金穗走到苟银时的面前说,“我凭什么留你的狗命?”
苟银时哆嗦着伸出手握住金穗的脚踝,说“我帮你!我帮你!御保监我熟!我熟!你自己肯定搞不定御保监,你也不能把他们全杀了啊,你得留人啊,是不是?”
金穗踢开了苟银时的手,厌烦的说,“谁说我要全杀了?”
苟银时又跪着扶住了金穗的鞋,说“御保监乃至轮机所都是一人管一摊,很少有人能够熟悉所有地方的情况,我总跟乌司长来回视察,我都熟!”
说着,他又抓住金穗的脚踝说,“我什么都能做,不要让我死,求你……”
金穗看着跪地求饶的苟银时,仿佛回想着什么,愣了一会,才悠悠的说道“什么都能做?来吧,舔干净!”说完,金穗把苟银时抓着的脚从鞋里退出来,伸到苟银时的面前,说道“舔干净!”
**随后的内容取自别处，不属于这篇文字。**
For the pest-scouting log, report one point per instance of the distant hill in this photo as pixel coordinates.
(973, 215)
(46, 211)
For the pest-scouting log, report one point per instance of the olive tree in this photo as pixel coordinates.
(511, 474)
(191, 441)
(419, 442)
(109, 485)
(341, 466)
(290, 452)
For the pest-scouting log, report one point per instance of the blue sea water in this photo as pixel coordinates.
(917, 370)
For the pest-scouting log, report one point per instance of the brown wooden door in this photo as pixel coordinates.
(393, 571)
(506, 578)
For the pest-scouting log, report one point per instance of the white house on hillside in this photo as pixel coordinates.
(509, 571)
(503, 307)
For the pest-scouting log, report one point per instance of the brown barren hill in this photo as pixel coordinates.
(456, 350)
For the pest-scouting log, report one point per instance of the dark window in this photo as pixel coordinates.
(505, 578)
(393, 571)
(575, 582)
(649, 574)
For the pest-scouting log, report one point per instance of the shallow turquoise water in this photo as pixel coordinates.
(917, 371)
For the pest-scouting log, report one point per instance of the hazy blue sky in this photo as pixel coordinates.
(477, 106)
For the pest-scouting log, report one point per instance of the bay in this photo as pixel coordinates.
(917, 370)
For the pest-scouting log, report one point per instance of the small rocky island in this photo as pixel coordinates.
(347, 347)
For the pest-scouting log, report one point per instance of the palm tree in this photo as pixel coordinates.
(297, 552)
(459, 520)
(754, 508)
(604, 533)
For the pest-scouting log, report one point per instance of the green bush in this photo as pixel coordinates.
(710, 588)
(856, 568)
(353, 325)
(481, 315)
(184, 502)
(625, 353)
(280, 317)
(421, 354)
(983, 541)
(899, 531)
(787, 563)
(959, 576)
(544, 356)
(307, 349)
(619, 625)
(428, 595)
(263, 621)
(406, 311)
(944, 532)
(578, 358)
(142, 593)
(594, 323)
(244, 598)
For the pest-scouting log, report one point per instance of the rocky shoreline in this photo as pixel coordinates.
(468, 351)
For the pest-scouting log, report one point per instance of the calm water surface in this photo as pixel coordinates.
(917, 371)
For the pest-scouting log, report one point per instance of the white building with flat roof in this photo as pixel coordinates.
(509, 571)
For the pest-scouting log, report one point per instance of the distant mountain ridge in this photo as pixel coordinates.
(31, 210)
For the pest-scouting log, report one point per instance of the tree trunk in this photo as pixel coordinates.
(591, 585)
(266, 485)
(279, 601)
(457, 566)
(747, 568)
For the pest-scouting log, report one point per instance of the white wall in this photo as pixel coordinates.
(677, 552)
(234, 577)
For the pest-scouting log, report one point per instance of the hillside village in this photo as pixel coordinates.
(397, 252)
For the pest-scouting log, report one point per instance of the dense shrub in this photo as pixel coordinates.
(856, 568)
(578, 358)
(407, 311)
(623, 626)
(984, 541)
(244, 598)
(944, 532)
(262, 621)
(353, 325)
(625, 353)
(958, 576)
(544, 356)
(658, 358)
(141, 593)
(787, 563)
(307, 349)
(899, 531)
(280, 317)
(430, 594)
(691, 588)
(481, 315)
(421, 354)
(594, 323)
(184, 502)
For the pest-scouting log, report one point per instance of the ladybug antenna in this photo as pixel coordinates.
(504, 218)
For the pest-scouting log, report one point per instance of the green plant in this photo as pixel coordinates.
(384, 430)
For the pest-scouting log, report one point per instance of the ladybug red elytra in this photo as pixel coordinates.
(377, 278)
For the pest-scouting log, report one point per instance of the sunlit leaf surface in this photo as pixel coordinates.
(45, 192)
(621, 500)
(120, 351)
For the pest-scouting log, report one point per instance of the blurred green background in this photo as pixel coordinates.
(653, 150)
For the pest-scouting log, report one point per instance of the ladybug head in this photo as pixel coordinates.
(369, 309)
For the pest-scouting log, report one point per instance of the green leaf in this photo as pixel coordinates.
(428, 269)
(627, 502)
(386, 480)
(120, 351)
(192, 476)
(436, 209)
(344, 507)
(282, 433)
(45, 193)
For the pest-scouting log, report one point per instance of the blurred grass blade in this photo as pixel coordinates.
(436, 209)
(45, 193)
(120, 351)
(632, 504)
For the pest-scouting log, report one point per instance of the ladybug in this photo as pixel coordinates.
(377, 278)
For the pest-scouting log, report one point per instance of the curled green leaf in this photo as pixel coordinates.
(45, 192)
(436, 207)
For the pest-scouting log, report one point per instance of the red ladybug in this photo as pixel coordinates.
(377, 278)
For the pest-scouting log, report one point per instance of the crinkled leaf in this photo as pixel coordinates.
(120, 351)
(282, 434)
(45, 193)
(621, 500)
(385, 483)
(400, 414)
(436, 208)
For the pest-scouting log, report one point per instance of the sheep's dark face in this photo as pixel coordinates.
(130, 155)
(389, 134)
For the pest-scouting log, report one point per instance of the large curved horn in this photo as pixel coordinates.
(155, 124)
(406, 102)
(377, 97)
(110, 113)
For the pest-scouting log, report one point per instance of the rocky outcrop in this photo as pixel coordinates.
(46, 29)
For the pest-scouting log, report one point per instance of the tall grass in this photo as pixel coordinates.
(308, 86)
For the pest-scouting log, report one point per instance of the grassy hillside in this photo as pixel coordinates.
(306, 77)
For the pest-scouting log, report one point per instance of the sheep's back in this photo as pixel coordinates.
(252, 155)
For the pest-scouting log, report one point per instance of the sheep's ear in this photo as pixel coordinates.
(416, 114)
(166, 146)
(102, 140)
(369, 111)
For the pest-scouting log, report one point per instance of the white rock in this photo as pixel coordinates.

苟银时脸上的银蛭顿时下去了大半,苟银时看了看面前充满着汗臭味的脚,又抬头看了看金穗那妖艳无比的脸庞,眼睛一闭,嘴一张,像啃猪蹄一样把金穗的脚趾都含在嘴里,使劲的嗦着。好在刚才回转过来的时候已经把东西吐的差不多了,现在就算含着一个汗臭的脚也吐不出东西了。
金穗却被苟银时笨拙的动作弄得又痒又疼,大笑道,“好了好了,笨死了!”
苟银时吐出了金穗的脚,一边干呕着,一边用自己的衣服把她的脚擦干,又帮她穿好了鞋。
金穗看着苟银时做着这一切,说道“你么,长的还算标志,就先饶了你,不过,你要表达你的诚意。”
“啊?”苟银时抬起头,问道“什么诚意?”
金穗妩媚的一笑,说“到时候,你就知道了。”
正说着,地上的银蛭开始躁动起来,只见白色护壁逐渐变红,金穗顿时开始紧张起来,“糟了,快走!”